Tecnología07.May.2026 22:242 min read

OpenAI has added new voice intelligence capabilities to its API, including real-time conversation, translation, and transcription models. The company says the tools can support customer service, education, media, and creator platforms.

OpenAI launches new voice intelligence features in its API

OpenAI said Thursday that its API now includes a number of new voice intelligence features designed to help developers create apps that can talk, transcribe, and translate conversations with users.

GPT‑Realtime‑2

The company’s GPT‑Realtime‑2 is a new voice model built to create a realistic vocal simulation that can converse with users. Unlike its predecessor, GPT‑Realtime‑1.5, the new model is built with GPT‑5‑class reasoning that OpenAI says was designed to handle more complicated user requests.

GPT‑Realtime‑Translate

OpenAI is also launching GPT‑Realtime‑Translate, a model designed to provide real-time translation services that “keep pace” with the user in conversation. The feature supports more than 70 input languages—the languages it can comprehend—and 13 output languages, which are relayed to the speaker.

GPT‑Realtime‑Whisper

The company has introduced a new transcription capability called GPT‑Realtime‑Whisper. The model offers live speech-to-text functionality, capturing transcriptions as interactions occur.

“Together, the models we are launching move real-time audio from simple call-and-response toward voice interfaces that can actually do work: listen, reason, translate, transcribe, and take action as a conversation unfolds,” the company said.

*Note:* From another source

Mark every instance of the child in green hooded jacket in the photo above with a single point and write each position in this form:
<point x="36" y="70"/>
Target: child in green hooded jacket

Use Cases and Applications

Companies seeking to expand customer service capabilities are an obvious target for the new tools. However, OpenAI says the features can also support a wide range of applications, including education, media, events, and creator platforms.

Safety and Guardrails

OpenAI acknowledged that, while the tools may be useful for enterprises, they could also be misused. The company said it has built guardrails to prevent abuse such as spam, fraud, or other forms of online harm. According to OpenAI, certain triggers are embedded in the system so that “conversations can be halted if they are detected as violating our harmful content guidelines.”

Availability and Pricing

All of the new voice models are included in OpenAI’s Realtime API. GPT‑Realtime‑Translate and GPT‑Realtime‑Whisper are billed by the minute, while GPT‑Realtime‑2 is billed based on token consumption.